# FR: faire / être / avoir chaud/froid



## Starosel

Bonjour!

Je sais qu'en parlant du temps, on dit, "il fait chaud," et qu'en parlant de la nourriture, on dit, "elle est chaud." Quelle est la différence? Pourquoi utilise-t-on "faire" dans un cas et "être" dans l'autre quand on discute la température?

Merci d'avance!


----------



## tilt

First, _nourriture _is a feminine word so _elle est chaud*e*_.

About _il fait chaud_, I don't have any explanation about why it is like this. All I can say is when speaking about weather, you must always use the verb _faire_. _Il fait chaud. Il fait beau. Il fait mauvais temps. Il fait 25°C.

_Notice that _il_ is not a pronoun for weather here. It is a particular French gramatical construction called _impersonal pronoun_ where _il _does not refer to anything or anyone.

On the contrary, If you are speaking about weather, and if you want to say _it's is hot_, then you can and must say _il est chaud. Il_ here, is a classical pronoun, standing for _weather_.


----------



## lune_bleue

so...
when _weather_ is the exact subject, replaced by _it_ , we use _etre
_when you speak in general about how is the time, we use _faire_ ?

comment c'est le temps??.....il fait chaude!
(is the first sentence correct?)

the weather is getting worse.......il est pire! (does not sound too good!)


----------



## LILOIA

We would say : Quel temps fait-il ? Il fait chaud / froid, etc.
The weather is getting worse : ça empire / le temps se dégrade / c'est de pire en pire


----------



## simera

_Etre_ is used when talking about food because it is the way the food is described. Being hot is regarded as a characteristic of the food. 

_Faire_ is used when talking about the weather because, in French we focus on the effect the weather has on people. Just as if the weather created heat.


----------



## lune_bleue

but if I want to say _it will be very hot in my apartment!_ , do I use _etre?
il sera tres chaud dans mon appartement!

_merci.(no accents. I am sorry. I do not have them on my computer)


----------



## timofei

Les tournures _faire chaud, faire froid, faire beau_ sont idiomatiques et le sens du verbe _faire_ y est perdu. Il n'y a rien de _fait_ dans la météo. En français dans la grande majorité des cas une phrase doit contenir un sujet et un verbe, c'est une contrainte purement syntaxique, qui se traduit par la présence du _il fait_ mais cette partie de la phrase n'a aucune valeur sémantique.
Le cas de le _radiateur est chaud_ est différent puisqu'ici le verbe _être_ est une copule qui met en relation le sujet et son attribut. Ni le sujet ni le verbe ne sont « superflus ».

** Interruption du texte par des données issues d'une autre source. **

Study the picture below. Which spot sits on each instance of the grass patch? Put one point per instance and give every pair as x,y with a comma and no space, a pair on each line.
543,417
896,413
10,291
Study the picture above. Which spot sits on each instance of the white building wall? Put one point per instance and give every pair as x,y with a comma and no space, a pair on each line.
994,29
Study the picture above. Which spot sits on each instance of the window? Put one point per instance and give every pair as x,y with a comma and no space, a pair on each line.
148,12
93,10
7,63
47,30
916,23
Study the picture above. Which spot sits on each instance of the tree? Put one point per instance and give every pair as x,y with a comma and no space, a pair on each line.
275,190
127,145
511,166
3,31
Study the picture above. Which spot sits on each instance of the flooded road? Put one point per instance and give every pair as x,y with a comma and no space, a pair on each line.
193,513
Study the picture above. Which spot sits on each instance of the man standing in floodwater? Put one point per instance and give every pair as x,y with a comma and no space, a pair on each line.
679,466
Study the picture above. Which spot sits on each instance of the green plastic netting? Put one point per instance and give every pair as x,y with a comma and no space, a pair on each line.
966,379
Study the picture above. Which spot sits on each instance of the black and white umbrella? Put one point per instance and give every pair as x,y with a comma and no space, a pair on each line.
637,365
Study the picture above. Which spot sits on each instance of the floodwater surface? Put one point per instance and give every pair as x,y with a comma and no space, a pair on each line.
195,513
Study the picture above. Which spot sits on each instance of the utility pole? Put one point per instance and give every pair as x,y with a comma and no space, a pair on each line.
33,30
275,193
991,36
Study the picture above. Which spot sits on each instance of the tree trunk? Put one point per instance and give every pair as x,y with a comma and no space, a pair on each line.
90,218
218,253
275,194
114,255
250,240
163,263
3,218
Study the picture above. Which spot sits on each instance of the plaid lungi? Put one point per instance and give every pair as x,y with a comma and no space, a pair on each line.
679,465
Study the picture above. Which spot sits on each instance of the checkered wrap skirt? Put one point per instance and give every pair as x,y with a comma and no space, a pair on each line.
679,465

À l'oral, le sujet de certaines tournures impersonnelles peut souvent être omis : _fait beau, fait chaud, faut que j'y aille_.




lune_bleue said:


> _
> il sera tres chaud dans mon appartement!
> _


Il fera très chaud dans mon appartement.


----------



## pbchloe

Can somebody explain the classic English speaker's gaffe, mixing up  _j'ai chaud_ and _je suis chaude_?


----------



## Kalana

_J'ai chaud_ means you're feeling the hotness.

_Je suis chaude_ is a coarse way to say you are sexy. You can say this too to a man when you want him to understand that you want to have sex, or you're open to it, at least. But still vulgar.


----------



## pbchloe

thanks.  In English "I'm hot" can mean either!


----------



## simera

timofei said:


> Les tournures _faire chaud, faire froid, faire beau_ sont idiomatiques et le sens du verbe _faire_ y est perdu. Il n'y a rien de _fait_ dans la météo. En français dans la grande majorité des cas une phrase doit contenir un sujet et un verbe, c'est une contrainte purement syntaxique, qui se traduit par la présence du _il fait_ mais cette partie de la phrase n'a aucune valeur sémantique.


Dans _Il fait chaud_, _faire_ garde son sens de "produire" (un effet).

On le voit mieux avec_ Il fait beau / Il fait mauvais._
Les adjectifs utilisés après le verbe faire expriment l'effet psychologique produit chez celui qui évalue le temps (qui en lui-même n'a rien de beau ni de mauvais).

C'est un emploi métahorique du sens premier de _faire_.


----------



## LCOV

Hi. I was wondering, would you say "Elle a chaude" or just "elle a chaud"? Thanks in advance


----------



## rusita preciosa

*chaud* is correct


----------



## fretalian

If someone said "Je n'aime pas porter un foulard parce qu'il fait chaud" does that translate as:

1. I don't like wearing a scarf because it is hot (the weather)
2. I don't like wearing a scarf because it is hot (the scarf)

I would like the French for the second translation if anyone could help!

Thank you


----------



## Maître Capello

It would translate as the former.

_The weather is hot ↔ Il fait chaud._
_The scarf is hot ↔ L'écharpe *tient* chaud._


----------



## beginner-questions

Hi,
 I found this in my French-book:

"Ils/Elles ont l'air d'avoir chauds/chaudes."

I would say correct is: "Ils/Elles ont l'air d'avoir chaud"

But now I´m a bit confused. 
We learnt that avoir faim/soif/froid/chaud only changes in the verb and that the rest stays the same no matter what person you talk about.
So what´s in the book must be a mistake, right? Or was my teacher wrong? Or does it change if it´s 'avoir l'air de'?

Looking forward to your replies


----------



## NausicaaElec

Hello !

As rusita said, only chaud is correct... and yes beginner-questions your book is wrong here !!

only change in "avoir l'air d'avoir faim/..." is indeed in the first "avoir". 
We're here in the grammatical case "avoir + adjective" 
If you'r a girl, you say "j'_*ai *_chaud" and "je *suis* fatigué*e*"


----------



## beginner-questions

merci beaucoup


----------



## Maître Capello

NausicaaElec said:


> We're here in the grammatical case "avoir + adjective"


Not necessarily…  As a matter of fact, _chaud_ and _froid_ can be either nouns or adjectives. By the way, _faim_, _soif_, _envie_, _peur_, etc. (which can be used after _avoir_ just like _chaud_ or _froid_) are definitely nouns, not adjectives. Anyway, in modern French _*avoir* chaud/froid_ is an idiomatic expression where _chaud/froid_ is not really analyzable as a noun or adjective anymore. You should just learn that it doesn't agree.

_Ils/Elles ont l'air d'avoir chauds/chaudes._ 
_Ils/Elles ont l'air d'avoir chaud._ 
_Ils/Elles ont chaud._


----------